You'll be signed off in 60 seconds due to inactivity

Reports

18-Sep-2016

National Bank Of Oman 18-Sep-16

• Tweaking estimates and fair value, but still Neutral on the stock We tweak our earnings estimates for National Bank of Oman, incorporating the trends from the recent results. The bank continues to maintain a disciplined approach to growth. While NBO reported continued strong loan growth trends (14.7% Y-o-Y), net interest spreads have been resilient, remaining broadly stable Y-o-Y. Moreover, operating cost growth has also been contained to only 3% Y-o-Y. We adjust our FV to OMR0.26, incorporating the 10% stock dividend announced along with 2015 results. We maintain our Neutral rating, with our new FV implying only 8% upside.
• Pick-up in retail lending is driving loan growth NBO’s retail loan book growth momentum has picked up strongly over the past four quarters. After a sharp slowdown in 1H15, retail loan growth has steadily accelerated, growing c20% Y-o-Y in 2Q16 - partially supported by continued expansion of the UAE business, where assets have risen by c50% Y-o-Y in 2Q16, accounting for c8.6% of the bank’s total assets compared to 6.1% a year ago. Most of the bank’s lending in UAE is to small and medium sized businesses, and is categorised within retail lending.
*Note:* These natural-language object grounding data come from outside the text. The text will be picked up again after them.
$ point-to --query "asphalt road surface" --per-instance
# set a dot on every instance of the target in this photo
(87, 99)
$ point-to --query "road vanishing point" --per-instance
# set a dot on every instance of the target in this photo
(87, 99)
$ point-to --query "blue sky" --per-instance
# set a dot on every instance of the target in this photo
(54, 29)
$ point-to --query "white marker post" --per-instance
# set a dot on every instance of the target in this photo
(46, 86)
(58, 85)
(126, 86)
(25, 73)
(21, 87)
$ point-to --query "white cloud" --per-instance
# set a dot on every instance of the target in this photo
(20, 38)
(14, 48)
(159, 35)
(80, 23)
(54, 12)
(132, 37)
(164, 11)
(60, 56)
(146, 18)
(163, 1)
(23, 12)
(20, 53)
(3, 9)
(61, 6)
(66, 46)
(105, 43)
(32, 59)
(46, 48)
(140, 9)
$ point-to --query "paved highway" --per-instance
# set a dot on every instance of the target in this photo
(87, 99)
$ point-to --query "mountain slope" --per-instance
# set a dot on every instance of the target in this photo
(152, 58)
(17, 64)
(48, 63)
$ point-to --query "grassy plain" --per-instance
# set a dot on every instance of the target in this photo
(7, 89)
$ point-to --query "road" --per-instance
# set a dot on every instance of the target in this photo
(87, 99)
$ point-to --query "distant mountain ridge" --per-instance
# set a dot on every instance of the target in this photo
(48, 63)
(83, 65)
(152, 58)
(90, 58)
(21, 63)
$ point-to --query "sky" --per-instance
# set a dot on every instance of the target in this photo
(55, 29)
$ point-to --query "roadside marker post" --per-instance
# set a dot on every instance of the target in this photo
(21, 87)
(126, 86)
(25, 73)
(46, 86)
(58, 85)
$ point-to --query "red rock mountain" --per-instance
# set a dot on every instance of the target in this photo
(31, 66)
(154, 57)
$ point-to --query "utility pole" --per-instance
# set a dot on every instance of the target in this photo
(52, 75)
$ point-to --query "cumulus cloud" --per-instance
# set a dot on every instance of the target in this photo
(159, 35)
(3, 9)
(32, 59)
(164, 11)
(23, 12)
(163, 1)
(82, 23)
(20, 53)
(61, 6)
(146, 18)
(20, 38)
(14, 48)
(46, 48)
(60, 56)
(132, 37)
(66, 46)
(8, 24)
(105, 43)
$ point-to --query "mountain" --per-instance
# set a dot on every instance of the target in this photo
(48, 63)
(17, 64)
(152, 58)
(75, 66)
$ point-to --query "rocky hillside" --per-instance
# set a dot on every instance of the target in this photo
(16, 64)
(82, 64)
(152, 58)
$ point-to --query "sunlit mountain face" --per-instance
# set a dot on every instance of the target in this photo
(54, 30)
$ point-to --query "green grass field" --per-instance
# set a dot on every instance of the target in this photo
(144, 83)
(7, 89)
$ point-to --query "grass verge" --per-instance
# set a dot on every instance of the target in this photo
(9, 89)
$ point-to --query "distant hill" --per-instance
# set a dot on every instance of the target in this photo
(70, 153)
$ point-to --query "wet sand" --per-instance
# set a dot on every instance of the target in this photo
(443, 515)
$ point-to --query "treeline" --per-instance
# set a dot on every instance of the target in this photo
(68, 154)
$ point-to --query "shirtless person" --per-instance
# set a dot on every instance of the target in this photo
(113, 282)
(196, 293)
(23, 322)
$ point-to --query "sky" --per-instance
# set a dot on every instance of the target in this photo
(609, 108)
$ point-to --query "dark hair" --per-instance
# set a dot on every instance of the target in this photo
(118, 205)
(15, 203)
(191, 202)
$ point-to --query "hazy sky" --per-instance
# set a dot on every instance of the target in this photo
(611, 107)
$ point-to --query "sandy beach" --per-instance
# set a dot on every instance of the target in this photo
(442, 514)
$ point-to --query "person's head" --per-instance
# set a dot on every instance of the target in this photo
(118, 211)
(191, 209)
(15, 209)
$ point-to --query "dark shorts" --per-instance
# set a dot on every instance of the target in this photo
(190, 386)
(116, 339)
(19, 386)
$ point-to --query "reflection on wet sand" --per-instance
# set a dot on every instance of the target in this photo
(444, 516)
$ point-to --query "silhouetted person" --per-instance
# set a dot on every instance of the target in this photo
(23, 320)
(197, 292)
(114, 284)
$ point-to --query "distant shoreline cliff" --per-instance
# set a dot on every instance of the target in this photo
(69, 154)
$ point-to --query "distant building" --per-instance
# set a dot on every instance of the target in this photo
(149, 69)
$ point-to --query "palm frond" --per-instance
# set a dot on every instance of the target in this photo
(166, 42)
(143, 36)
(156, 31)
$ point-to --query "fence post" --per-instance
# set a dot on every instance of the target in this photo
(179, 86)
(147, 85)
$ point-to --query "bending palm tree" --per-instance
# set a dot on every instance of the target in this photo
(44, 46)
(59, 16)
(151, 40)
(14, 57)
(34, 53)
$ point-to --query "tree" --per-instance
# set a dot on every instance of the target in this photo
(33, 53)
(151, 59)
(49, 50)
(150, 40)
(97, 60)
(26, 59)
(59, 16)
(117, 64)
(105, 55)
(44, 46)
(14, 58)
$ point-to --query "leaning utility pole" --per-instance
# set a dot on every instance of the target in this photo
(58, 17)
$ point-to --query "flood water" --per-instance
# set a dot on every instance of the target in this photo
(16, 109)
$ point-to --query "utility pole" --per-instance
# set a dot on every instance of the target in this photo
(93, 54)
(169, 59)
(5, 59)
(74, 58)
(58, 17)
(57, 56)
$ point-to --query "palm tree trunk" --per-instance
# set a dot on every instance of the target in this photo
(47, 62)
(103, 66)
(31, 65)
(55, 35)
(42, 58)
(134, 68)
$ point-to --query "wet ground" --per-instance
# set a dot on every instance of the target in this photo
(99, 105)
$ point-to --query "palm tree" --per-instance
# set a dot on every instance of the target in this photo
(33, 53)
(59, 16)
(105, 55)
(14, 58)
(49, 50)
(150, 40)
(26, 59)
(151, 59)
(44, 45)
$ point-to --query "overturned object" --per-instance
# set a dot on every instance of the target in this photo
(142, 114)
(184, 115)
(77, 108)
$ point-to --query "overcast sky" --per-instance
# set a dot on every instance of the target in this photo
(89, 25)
Corporate loan book growth however is relatively subdued, up only 10% Y-o-Y in 2Q16.
• Spreads resilient to funding cost pressures Though loan growth has been strong, NBO has been able to maintain its net interest spreads, which were only 4bps lower Y-o-Y. While funding costs have risen, the strong expansion in the retail loan book has allowed it to offset funding cost pressure. While headline LDR at 115% appears high, we estimate its lending ratio (adjusted for long-term debt and equity) at c84%, comfortably below the central bank’s prescribed limit of 87.5%.